One possible way to address that is to make a distinction between "severity" and "urgency." For example, as the release date nears there can be time pressure to determine if an apparently lower-severity bug might affect a large subset of customers, giving the bug a greater "urgency" and elevating work on that bug above (some) others at least until that determination can be made. A proper balance between the two, along with experience and good judgement, would help direct where time and effort is spent.


In addition to what others have said about the classification of bugs, etc, also consider looking at Afferent Coupling (Ca) for determining the level of criticalness a particular bug might represent. If you have a bug in a module with a high Ca count, I might be looking at fixing that one first as it could benefit other components in the system. Ca helps you determine the level of responsibility, and responsible modules with bugs in them hurt the whole application (read more about Ca here: http://www.ibm.com/developerworks/java/library/j-cq04256/index.html).

With that in mind, we tend to categorize bugs and place them in priority based on their impact to the customer. Your customer will vary, but having them involved in the discussion will ultimately drive what bugs should be fixed over others. It's not real scientific, but as a whole team we tend to come to consensus on the priority and categorization of bugs, everyone has input on the "big ones" (all the stakeholders can give input), and we stack and rack from there.


You can't determine the actual cost of all bugs. Some you can, for many it's very hard to quantify. For example, say you have a bug that results in all of the text on buttons are slightly misaligned. It makes your 1.0 product look a little sloppy. This doesn't cause your program to crash, or your users to lose data. Probably a pretty cheap bug, right?

Now, what if every customer of yours notices this problem, and every reviewer mentions it in reviews of your product. And what if this bug carries over from version 1.0 to 1.1 and 1.2. Your company may now have a reputation of being a bit sloppy in quality control.
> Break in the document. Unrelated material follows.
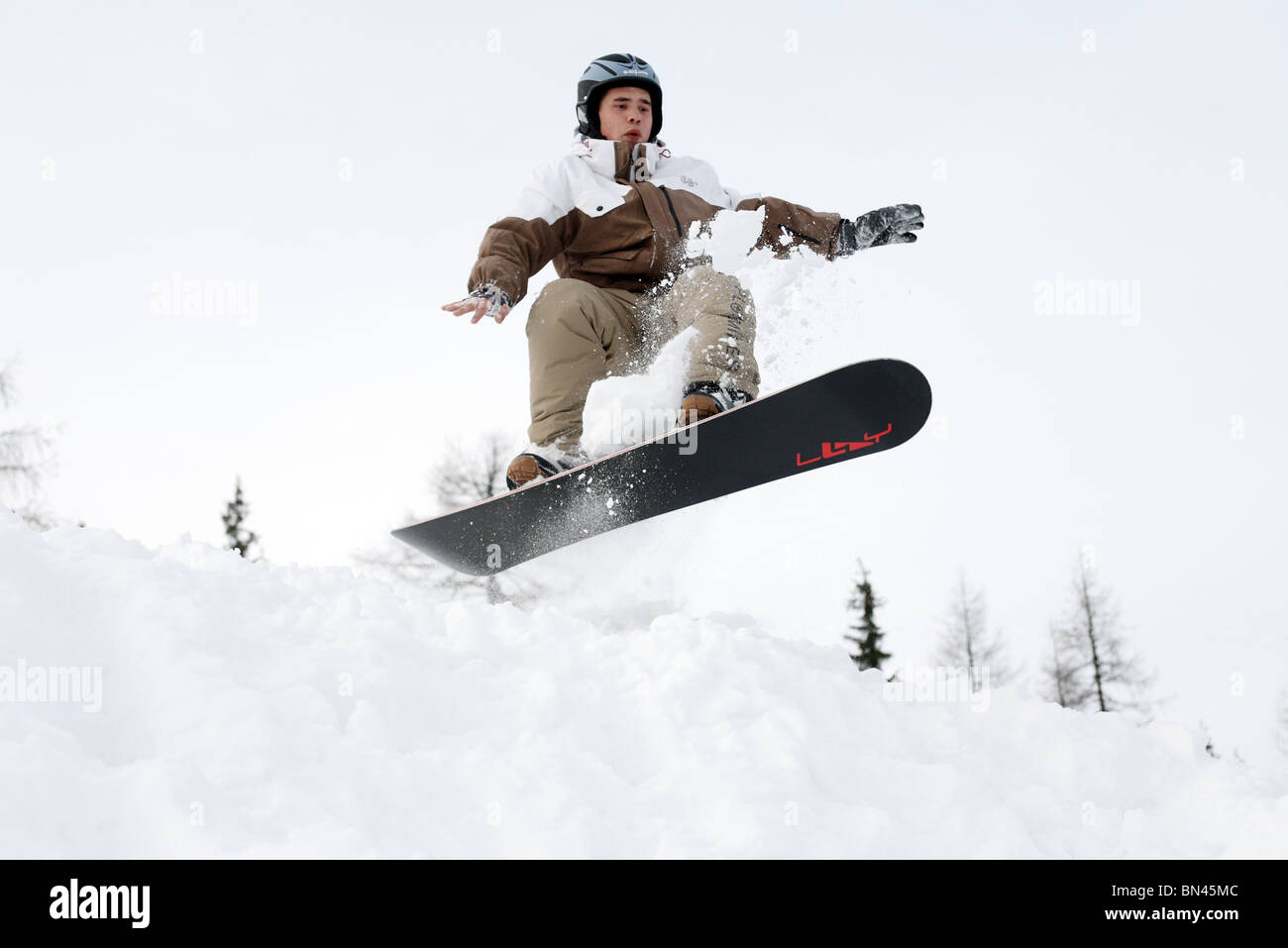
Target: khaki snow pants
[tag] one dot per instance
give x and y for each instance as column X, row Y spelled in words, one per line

How expensive might this simple bug be in terms of potential lost sales for your company for future products? Or, how might this affect a review that your product gets -- your product may perfectly meet the needs of your customers, but only gets an 9 out of 10 because it looks a little sloppy.
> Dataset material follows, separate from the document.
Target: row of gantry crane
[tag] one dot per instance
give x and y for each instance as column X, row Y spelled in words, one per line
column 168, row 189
So, you need to not only look at the cost of a specific bug in terms of what it costs to fix and it's direct impact on the user, but you have to consider it in the larger context of how it affects the perception of your product in the marketplace, and how that perception affects future sales.

This may seem far-fetched but it isn't. At the time that I write this you can go to another site on the web that has an article about how Apple has moved the "1" on their calendar icon over by a pixel or two. If you do a search you'll see several negative articles about this tiny little bug. Of course, this hasn't directly affected Apple's bottom line, but they promote themselves as the pinnacle of good design, so having a design bug affects that perception, even if only slightly.

  • I like your idea that impact on customer/user may become a big driving force on which bugs to solve.
    – A. K.
    Commented Aug 3, 2013 at 18:11
  • MacOS time display: For years they used a proportional font for the clock, so when the time switched from 12:15:20 to 12:15:21 to 12:15:22 the display would “move” twice because the 1 was narrower than other digits. Very unimportant and very annoying.